Lassen wir das, sagte Zeus; ich habe niemandes Ratschläge nötig.

Was habe ich Ihnen gesagt? sprach der Kellner.

Prometheus erhob sich; aber im Gehen wandte er sich noch einmal plötzlich zurück: Entschuldigen Sie, mein Herr. Verzeihen Sie eine indiskrete Bitte. Zeigen sie ihn mir, ich bitte Sie! Ich möchte ihn so gern sehen! . . .

Wen?

Ihren Adler.

Aber ich habe gar keinen Adler, Verehrtester.

Keinen Adler? Er hat keinen Adler!! Aber . . .

Nicht die Spur! Die Adler (und Zeus lachte) die Adler, ich bin

es ja, der sie gibt.

Die Verblüfftheit des Prometheus war gross.
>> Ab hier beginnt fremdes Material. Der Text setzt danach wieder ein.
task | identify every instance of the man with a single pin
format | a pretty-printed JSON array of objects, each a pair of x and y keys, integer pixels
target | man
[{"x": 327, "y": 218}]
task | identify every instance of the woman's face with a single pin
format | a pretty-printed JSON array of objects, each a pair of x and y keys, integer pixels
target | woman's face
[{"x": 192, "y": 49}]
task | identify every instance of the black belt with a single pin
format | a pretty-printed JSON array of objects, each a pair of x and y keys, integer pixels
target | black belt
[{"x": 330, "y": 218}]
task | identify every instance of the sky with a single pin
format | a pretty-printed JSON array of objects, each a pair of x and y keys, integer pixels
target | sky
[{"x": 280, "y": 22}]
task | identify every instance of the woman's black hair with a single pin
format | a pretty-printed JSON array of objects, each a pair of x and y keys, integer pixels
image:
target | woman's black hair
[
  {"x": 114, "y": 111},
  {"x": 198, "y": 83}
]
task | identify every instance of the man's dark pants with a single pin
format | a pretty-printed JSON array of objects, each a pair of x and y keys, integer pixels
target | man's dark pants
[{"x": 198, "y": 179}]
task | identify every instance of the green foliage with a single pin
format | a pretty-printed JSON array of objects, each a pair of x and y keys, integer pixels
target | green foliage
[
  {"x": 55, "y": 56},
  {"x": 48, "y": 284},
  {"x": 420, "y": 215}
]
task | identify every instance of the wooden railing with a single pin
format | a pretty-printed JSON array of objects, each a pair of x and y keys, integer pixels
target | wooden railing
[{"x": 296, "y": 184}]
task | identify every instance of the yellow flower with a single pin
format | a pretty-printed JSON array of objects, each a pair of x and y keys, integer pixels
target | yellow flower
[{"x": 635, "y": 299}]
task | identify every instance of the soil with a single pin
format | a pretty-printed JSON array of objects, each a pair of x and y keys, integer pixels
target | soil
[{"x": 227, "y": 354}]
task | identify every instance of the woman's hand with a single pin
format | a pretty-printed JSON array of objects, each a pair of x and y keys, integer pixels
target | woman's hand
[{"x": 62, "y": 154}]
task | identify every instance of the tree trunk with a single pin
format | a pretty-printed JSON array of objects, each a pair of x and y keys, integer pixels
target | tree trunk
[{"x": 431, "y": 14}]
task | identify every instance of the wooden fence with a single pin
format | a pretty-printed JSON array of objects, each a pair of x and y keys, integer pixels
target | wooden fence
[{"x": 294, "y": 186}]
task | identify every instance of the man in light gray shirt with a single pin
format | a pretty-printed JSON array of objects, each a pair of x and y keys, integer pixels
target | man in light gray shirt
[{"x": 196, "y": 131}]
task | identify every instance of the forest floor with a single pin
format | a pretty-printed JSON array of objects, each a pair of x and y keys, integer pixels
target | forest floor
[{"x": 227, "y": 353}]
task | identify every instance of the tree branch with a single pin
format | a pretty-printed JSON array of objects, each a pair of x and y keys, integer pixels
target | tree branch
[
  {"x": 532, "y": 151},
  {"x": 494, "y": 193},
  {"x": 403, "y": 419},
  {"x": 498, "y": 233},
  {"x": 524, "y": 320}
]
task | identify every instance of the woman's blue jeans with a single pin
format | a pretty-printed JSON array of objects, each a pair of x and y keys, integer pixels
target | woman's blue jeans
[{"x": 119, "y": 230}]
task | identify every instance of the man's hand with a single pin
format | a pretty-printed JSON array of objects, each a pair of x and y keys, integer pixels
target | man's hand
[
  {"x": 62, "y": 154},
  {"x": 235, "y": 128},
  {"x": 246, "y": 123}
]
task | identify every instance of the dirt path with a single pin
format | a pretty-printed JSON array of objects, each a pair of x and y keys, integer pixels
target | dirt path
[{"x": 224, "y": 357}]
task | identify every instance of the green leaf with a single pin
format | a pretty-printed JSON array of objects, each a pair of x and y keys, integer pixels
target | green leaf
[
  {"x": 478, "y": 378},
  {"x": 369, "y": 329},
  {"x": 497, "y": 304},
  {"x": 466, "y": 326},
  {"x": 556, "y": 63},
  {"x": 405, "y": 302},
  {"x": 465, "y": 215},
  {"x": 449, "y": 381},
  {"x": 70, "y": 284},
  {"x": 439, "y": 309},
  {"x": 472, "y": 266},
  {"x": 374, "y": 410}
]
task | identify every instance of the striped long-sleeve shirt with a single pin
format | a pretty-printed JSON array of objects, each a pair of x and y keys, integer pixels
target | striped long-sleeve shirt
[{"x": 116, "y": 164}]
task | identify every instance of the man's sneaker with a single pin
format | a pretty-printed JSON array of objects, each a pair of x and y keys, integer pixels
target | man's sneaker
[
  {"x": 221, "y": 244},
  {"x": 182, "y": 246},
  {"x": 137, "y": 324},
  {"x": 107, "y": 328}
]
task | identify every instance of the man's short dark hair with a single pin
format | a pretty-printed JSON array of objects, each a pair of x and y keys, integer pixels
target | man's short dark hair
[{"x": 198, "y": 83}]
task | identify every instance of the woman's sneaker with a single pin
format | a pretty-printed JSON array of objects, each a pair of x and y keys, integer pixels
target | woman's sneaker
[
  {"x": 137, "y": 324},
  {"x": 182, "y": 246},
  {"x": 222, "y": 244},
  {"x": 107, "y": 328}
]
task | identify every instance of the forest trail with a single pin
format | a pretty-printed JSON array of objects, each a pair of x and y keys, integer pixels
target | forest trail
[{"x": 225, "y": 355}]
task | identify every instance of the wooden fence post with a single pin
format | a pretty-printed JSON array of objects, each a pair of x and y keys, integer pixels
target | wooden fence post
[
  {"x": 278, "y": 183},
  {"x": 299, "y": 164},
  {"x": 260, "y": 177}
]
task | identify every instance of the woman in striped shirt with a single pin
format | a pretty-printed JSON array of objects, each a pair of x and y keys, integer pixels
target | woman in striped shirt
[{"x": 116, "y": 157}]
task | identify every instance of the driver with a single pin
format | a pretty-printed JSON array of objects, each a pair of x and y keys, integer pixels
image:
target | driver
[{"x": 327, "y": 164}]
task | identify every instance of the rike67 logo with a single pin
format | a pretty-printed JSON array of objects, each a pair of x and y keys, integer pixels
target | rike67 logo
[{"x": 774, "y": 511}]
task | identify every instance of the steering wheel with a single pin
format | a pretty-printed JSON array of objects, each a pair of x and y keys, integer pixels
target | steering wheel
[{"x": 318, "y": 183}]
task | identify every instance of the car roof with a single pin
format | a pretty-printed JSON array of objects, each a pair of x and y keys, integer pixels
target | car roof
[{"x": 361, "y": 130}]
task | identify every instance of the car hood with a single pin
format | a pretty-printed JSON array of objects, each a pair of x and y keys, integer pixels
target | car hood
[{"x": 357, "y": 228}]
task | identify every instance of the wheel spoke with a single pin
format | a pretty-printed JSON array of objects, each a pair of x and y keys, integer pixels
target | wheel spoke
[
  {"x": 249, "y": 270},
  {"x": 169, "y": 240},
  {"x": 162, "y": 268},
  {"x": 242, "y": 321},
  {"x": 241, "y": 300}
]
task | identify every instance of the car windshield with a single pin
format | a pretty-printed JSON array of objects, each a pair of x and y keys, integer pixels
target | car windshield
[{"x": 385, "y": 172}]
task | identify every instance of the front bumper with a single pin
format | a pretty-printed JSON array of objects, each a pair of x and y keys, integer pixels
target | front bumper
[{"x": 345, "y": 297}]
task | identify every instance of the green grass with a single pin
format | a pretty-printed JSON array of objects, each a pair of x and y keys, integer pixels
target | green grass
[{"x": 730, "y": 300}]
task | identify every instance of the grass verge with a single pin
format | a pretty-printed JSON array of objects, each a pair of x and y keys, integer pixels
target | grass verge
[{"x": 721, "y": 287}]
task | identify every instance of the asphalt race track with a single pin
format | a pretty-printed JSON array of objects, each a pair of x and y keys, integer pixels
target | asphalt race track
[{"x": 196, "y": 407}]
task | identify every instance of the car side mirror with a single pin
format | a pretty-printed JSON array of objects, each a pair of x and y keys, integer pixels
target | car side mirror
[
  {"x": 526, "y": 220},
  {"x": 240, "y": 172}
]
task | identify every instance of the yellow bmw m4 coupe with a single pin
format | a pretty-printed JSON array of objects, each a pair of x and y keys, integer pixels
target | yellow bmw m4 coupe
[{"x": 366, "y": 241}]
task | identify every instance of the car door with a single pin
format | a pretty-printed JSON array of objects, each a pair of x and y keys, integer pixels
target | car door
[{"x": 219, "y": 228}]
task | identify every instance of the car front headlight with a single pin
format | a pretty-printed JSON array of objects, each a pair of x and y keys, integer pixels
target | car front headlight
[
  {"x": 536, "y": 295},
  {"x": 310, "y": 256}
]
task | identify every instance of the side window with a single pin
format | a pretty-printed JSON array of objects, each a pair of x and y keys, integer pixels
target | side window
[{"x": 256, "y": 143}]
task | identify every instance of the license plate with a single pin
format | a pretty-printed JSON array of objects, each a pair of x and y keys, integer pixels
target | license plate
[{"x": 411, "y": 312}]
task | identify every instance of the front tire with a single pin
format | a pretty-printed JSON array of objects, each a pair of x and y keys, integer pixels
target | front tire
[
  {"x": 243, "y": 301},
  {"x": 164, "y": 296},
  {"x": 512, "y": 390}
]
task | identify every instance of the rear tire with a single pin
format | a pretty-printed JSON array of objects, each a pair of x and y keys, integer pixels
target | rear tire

Wissen Sie was man sagt? fragte der Kellner den Bankier.

Was sagt man denn?

Dass Sie der liebe Gott sind!

Ich habe davon gehört, machte der andere.

 

III

PROMETHEUS suchte Damokles auf; und besuchte ihn dann öfter. Er sprach nicht jedesmal mit ihm, aber er liess sich vom Kellner berichten.

Eines Tags brachte er Kokles mit.

Der Kellner empfing sie.

Nun, wie geht's? fragte Prometheus.

Schlecht. Sehr schlecht, antwortete der Kellner. Seit drei Tagen kann der Unglückliche nichts zu sich nehmen. Das Schicksal seiner fünfhundert Franks beschäftigt ihn unausgesetzt; überall sucht er sie und findet sie nirgends; er glaubt, er habe sie geschluckt, nimmt Purgantien und sucht dann in seinem Stuhl. Wenn ihm manchmal die Vernunft wiederkommt und er sich seines Abenteuers erinnert, so nur um in noch grössere Verzweiflung zu geraten. Und Ihnen gibt er Schuld daran, Kokles, weil er sich einbildet, dass Sie seine Schuld komplizieren und dass er sich nicht mehr auskennt. Die meiste Zeit deliriert er. Zu dritt sind wir des Nachts bei ihm, aber er vollführt solche Sprünge im Bett, dass wir nicht schlafen können. Kann man ihn sehen? fragte Kokles.

Zeichnung Pierre Bonnard

Ja, aber Sie werden ihn sehr verändert finden. Die Unruhe frisst ihn auf. Er ist abgemagert, abgemagert, abgemagert sag ich Ihnen ...! Werden Sie ihn überhaupt wiedererkennen? Und er Sie?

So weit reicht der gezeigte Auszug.